Insbesondere das «Palisades Fire», das entlang des wohlhabenden Küstenviertels Pacific Palisades tobt, breite sich komplett erratisch aus, erklärte Erik Scott, ein Sprecher des Los Angeles Fire Department, gegenüber der «Los Angeles Times». «In zwanzig Jahren bei der Feuerwehr habe ich so etwas noch nie gesehen», sagt Scott. Einzig im Jahr 2018, als schwere Brände unter anderem die Küstenstadt Malibu verwüstet hatten, habe er schon einmal annähernd so starke Winde erlebt. Damals wurden 1500 Häuser zerstört, unter anderem auch das des deutschen Entertainers Thomas Gottschalk.

Stars verfolgen im Fernsehen, wie ihre Villen abbrennen

Auch diesmal haben Tausende Menschen in nur 72 Stunden ihre Häuser verloren, unter ihnen zahlreiche Stars. Die Hotel-Erbin Paris Hilton schrieb auf Instagram, sie habe mit ihrer Familie live im Fernsehen verfolgt, wie ihr Haus in Malibu abgebrannt sei. Auch der Schauspieler Billy Crystal beklagte in einem Fernsehinterview den Verlust seines Hauses, in dem er mit seiner Frau seit 1979 gelebt und in dem er seine Kinder und Enkelkinder grossgezogen habe.

Besonders bizarr mutet an, wie scheinbar willkürlich die Flammen einzelne Häuser zerstört und andere verschont haben. Fernsehbilder zeigen, wie von manchen Anwesen nur noch der Kamin aus Backsteinen steht, manche angrenzende Nachbarhäuser blieben hingegen völlig unversehrt. Das erklärt sich einerseits mit den Santa-Ana-Winden, die sehr lokal ausfallen können. Andererseits aber auch mit Brandschutzmassnahmen, die Hausbesitzer unterschiedlich umsetzen: So kann man Häuser etwa mit schwer entflammbarer Farbe anstreichen oder auch das Gestrüpp zu den Nachbarhäusern stark zurückschneiden.

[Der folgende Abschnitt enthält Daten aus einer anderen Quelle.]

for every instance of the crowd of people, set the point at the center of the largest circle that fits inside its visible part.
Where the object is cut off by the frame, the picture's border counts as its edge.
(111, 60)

In manchen Regionen Kaliforniens sind solche Massnahmen vorgeschrieben, und die Einhaltung wird von Behörden streng kontrolliert. Doch in der Metropolregion Los Angeles scheint man die Feuergefahr als weniger bedrohlich erachtet zu haben.

Tausende von Bewohnern mussten ihre Häuser verlassen – weitere halten sich auf eine mögliche Evakuierung bereit.

Trump nutzt die Brände für eine Schelte gegen den kalifornischen Gouverneur

Die Brände in Los Angeles werden zunehmend auch zum Politikum. So wurde etwa die Bürgermeisterin von Los Angeles, Karen Bass, unter anderem heftig dafür kritisiert, dass sie von einer Dienstreise nach Ghana nicht umgehend zurückgekehrt war. Auch Donald Trump, der in wenigen Tagen seine zweite Amtszeit als Präsident antritt, nutzte die Gelegenheit, um seine Fehde gegen Kalifornien und insbesondere den Gouverneur Gavin Newsom aufleben zu lassen. Er warf ihm eine fehlgeleitete Politik vor, welche zu der Katastrophe geführt habe. Der amtierende Präsident Joe Biden hingegen sicherte Kalifornien jegliche Unterstützung aus Washington zu, darunter zusätzliche Einsatzkräfte des US Forest Service.

Biden kündigte an, dass die Regierung die kompletten Kosten für die Wiederherstellung für einen Zeitraum von 180 Tagen übernehmen werde. Dies umfasse unter anderem die Beseitigung von Trümmern, die Entfernung von Gefahren sowie Massnahmen zum Schutz von Leben und Eigentum. Der US-Präsident sagte ausserdem, er werde den Kongress um Unterstützung bei der Bewältigung der Brände bitten. Laut Biden wurden seit Ausbruch der Feuer 360 000 Personen in Sicherheit gebracht.